20 Nov 2022
Motivation
In molecular dynamics simulations, users frequently have to inspect energy-like terms such as potential or kinetic energy, temperature, or pressure. This is so common a task that even small inefficiencies add up. Currently, users have to create intermediate files from their MD simulation’s output files to obtain plot-able data, and this quickly becomes cumbersome when multiple terms are to be inspected. Being able to read in the energy output files directly would make this more convenient.
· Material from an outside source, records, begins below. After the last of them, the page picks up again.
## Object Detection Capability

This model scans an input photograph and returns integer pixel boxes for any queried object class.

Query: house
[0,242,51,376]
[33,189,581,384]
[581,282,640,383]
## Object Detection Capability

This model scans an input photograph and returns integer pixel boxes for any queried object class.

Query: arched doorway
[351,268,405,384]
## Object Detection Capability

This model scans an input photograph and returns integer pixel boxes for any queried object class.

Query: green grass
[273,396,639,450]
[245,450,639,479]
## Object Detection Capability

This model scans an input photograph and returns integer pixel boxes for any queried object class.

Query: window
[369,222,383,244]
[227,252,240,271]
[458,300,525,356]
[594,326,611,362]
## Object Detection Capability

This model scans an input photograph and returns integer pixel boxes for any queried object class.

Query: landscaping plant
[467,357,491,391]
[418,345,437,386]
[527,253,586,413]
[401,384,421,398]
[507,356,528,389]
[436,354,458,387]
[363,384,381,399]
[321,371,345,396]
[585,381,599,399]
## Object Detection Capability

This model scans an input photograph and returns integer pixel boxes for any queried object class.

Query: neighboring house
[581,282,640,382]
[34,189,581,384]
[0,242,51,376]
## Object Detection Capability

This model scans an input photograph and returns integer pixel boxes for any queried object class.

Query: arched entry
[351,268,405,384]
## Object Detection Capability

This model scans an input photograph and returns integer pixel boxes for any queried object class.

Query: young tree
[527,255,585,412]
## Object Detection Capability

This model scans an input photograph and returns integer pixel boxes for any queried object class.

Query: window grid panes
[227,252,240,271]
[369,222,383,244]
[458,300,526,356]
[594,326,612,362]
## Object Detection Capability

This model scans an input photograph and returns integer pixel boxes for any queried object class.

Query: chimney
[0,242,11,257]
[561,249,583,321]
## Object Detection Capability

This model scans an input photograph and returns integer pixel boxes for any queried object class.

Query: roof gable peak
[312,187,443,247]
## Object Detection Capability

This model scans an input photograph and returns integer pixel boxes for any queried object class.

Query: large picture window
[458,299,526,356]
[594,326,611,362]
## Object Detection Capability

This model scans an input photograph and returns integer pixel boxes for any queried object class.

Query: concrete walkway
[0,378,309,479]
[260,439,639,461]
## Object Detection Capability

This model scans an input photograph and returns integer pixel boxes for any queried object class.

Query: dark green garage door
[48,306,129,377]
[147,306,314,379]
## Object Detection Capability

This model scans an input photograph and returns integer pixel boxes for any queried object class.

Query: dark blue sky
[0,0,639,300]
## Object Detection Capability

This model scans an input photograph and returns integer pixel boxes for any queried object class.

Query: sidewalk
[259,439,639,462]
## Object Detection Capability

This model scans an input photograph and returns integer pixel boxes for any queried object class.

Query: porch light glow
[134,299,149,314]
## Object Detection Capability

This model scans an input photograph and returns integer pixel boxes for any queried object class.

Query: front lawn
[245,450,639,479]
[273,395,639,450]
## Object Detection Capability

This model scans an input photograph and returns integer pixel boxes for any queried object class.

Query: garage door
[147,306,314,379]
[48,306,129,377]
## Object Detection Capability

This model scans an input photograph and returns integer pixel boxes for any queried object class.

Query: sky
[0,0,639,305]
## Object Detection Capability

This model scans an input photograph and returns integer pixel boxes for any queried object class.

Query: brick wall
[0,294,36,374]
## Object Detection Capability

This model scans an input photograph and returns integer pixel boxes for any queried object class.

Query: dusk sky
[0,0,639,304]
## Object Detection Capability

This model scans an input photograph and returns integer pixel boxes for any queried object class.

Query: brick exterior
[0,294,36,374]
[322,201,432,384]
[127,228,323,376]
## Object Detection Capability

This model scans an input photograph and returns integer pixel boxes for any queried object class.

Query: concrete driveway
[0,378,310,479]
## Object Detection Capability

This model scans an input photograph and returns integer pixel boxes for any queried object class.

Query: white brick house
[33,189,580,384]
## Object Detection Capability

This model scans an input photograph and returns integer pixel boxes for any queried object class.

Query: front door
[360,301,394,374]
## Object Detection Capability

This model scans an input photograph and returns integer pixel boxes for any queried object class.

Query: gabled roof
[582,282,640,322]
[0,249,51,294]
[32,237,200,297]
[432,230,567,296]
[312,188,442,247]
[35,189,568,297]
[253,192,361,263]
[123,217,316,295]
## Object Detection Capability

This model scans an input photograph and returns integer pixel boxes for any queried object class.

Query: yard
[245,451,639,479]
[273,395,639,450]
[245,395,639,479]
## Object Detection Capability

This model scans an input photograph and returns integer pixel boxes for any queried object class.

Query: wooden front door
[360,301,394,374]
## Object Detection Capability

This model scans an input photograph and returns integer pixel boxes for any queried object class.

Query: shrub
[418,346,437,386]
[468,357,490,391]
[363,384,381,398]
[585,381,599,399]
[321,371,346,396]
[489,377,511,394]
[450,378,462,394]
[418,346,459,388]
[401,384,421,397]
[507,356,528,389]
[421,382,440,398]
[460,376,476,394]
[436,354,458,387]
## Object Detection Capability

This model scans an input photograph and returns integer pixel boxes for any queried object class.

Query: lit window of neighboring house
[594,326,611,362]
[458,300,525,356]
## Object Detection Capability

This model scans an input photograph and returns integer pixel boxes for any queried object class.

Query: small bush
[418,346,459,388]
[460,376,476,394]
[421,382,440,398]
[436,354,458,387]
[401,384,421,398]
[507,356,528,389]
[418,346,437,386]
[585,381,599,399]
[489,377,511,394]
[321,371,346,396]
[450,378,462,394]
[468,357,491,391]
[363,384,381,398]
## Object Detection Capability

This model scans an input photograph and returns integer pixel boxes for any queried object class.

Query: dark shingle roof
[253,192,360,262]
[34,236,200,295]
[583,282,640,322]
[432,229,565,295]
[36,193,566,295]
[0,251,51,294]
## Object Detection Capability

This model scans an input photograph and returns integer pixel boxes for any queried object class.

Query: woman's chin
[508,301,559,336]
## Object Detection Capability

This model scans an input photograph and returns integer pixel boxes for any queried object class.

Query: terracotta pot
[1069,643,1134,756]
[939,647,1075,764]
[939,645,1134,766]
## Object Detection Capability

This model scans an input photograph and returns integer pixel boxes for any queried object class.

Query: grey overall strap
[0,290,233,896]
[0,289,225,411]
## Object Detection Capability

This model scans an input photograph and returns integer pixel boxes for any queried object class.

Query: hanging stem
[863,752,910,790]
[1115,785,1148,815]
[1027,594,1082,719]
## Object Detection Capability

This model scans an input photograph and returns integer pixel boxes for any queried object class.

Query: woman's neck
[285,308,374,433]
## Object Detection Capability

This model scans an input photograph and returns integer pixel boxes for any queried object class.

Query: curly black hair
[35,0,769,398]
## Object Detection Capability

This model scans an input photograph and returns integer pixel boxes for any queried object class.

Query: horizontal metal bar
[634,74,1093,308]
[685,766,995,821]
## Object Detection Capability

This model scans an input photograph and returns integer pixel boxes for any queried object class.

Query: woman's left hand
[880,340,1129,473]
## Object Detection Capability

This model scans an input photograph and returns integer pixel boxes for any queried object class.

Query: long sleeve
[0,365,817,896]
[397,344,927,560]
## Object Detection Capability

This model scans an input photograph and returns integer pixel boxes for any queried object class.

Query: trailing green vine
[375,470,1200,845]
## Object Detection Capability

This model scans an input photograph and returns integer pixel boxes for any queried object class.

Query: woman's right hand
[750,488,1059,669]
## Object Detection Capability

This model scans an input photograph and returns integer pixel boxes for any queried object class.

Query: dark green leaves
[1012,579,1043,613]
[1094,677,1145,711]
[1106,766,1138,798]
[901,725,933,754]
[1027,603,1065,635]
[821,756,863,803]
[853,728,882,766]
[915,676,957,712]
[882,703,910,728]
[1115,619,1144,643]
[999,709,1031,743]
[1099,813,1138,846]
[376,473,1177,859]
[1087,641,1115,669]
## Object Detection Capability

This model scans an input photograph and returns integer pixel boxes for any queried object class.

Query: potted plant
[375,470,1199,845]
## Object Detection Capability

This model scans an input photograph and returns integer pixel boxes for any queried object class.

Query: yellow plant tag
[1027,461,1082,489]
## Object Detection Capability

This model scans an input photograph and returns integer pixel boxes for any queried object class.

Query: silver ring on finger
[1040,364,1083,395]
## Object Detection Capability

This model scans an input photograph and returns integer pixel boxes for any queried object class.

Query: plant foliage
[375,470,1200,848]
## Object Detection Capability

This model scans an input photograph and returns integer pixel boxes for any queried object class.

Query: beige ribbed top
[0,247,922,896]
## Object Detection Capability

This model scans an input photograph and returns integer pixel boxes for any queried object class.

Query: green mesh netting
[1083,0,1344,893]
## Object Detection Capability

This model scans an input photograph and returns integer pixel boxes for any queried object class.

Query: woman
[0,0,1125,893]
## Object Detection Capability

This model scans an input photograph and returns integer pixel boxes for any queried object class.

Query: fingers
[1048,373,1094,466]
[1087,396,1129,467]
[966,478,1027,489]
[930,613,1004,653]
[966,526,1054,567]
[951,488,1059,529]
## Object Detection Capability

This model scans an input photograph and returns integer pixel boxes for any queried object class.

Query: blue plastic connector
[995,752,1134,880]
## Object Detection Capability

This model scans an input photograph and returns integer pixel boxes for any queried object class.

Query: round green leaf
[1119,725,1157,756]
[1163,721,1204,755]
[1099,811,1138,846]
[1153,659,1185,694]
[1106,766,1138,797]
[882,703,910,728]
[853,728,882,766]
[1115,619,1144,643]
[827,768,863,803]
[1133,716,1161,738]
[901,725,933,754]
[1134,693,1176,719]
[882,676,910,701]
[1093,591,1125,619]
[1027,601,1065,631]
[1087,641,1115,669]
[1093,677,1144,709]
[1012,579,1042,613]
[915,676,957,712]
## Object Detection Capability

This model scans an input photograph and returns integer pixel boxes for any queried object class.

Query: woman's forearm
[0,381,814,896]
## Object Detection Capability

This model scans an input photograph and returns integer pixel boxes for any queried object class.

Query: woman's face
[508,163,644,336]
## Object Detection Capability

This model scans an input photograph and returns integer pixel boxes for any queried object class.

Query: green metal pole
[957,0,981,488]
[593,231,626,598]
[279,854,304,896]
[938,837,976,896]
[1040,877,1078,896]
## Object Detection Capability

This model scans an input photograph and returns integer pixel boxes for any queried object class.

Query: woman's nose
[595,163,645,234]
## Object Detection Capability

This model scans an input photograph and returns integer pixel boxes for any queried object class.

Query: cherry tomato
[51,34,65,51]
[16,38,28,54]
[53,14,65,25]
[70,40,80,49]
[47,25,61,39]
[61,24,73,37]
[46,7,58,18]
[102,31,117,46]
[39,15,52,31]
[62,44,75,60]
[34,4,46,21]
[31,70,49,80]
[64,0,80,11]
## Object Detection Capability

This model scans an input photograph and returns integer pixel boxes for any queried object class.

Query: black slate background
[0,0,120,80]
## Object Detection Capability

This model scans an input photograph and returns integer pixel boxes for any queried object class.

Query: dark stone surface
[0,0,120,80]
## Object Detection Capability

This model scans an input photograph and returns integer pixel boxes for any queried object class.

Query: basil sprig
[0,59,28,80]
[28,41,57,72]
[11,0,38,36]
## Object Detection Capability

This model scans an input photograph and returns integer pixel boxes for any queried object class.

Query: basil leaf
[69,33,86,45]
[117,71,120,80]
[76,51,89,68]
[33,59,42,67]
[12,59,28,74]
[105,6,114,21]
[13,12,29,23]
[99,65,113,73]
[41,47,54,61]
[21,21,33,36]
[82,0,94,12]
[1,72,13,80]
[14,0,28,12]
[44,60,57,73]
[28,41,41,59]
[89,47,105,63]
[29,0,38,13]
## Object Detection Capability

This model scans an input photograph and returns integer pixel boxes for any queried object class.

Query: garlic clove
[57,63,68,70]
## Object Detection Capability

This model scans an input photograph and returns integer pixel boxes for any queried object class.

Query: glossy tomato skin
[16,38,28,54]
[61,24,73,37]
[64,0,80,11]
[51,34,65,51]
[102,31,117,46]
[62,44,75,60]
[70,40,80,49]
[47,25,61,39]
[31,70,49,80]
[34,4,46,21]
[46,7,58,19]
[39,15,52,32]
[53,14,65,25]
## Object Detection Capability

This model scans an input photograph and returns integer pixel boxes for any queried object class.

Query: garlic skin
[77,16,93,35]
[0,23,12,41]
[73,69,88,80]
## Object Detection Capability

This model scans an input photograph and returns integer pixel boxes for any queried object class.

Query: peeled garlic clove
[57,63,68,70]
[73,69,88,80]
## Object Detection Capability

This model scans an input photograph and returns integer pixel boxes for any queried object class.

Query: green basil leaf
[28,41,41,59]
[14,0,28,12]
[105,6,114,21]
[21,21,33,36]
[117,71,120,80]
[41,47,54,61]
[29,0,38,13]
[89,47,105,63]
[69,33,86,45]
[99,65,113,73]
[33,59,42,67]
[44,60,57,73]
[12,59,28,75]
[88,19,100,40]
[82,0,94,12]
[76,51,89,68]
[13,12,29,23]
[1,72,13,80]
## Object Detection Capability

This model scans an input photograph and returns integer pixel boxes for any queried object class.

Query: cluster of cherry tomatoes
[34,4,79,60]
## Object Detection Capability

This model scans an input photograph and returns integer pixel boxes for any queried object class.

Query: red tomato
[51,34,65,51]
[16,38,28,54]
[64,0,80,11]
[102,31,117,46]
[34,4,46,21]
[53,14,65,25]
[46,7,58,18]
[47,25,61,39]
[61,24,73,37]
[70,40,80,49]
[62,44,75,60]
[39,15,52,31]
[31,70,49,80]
Therefore, I wanted to add readers for energy-type files (output files containing information on potential and kinetic energy, temperature, pressure, and other such terms) from a number of MD engines to the auxiliary module of MDAnalysis in this project. This would make quality control of MD simulations much more convenient, and allow users to analyse the energy data without the need for switching windows or writing intermediate files directly from within their scripts or jupyter notebooks.
In a first instance, I focussed on a reader for EDR files, which are energy files written by
GROMACS during simulations. EDR files are binary files which follow the XDR protocol. To read these
files, @jbarnoud had previously written the panedr Python package, which was the
foundation of my work this summer.
Adapting Panedr for use in MDAnalysis
The panedr package makes use of the xdrlib Python module to parse EDR files
and return the data in the form of a pandas DataFrame. My GSoC project started out
adapting this package for use in MDAnalysis. In particular, we wanted to avoid making
pandas a dependency in MDAnalyis. This necessitated some refactoring of panedr (PR #33),
which ultimately led to a restructuring of the code into two distinct packages: panedr
and pyedr (PRs #42 and #50). Both packages read EDR files, but one returns the
data as a pandas DataFrame, the other as a dictionary of NumPy arrays. Both also
expose a function to return a dictionary of units of the energy terms found in the file (PR #56).
Example:
import pyedr
file = "path/to/edr/file.edr"
energy_dictionary = pyedr.edr_to_dict(file)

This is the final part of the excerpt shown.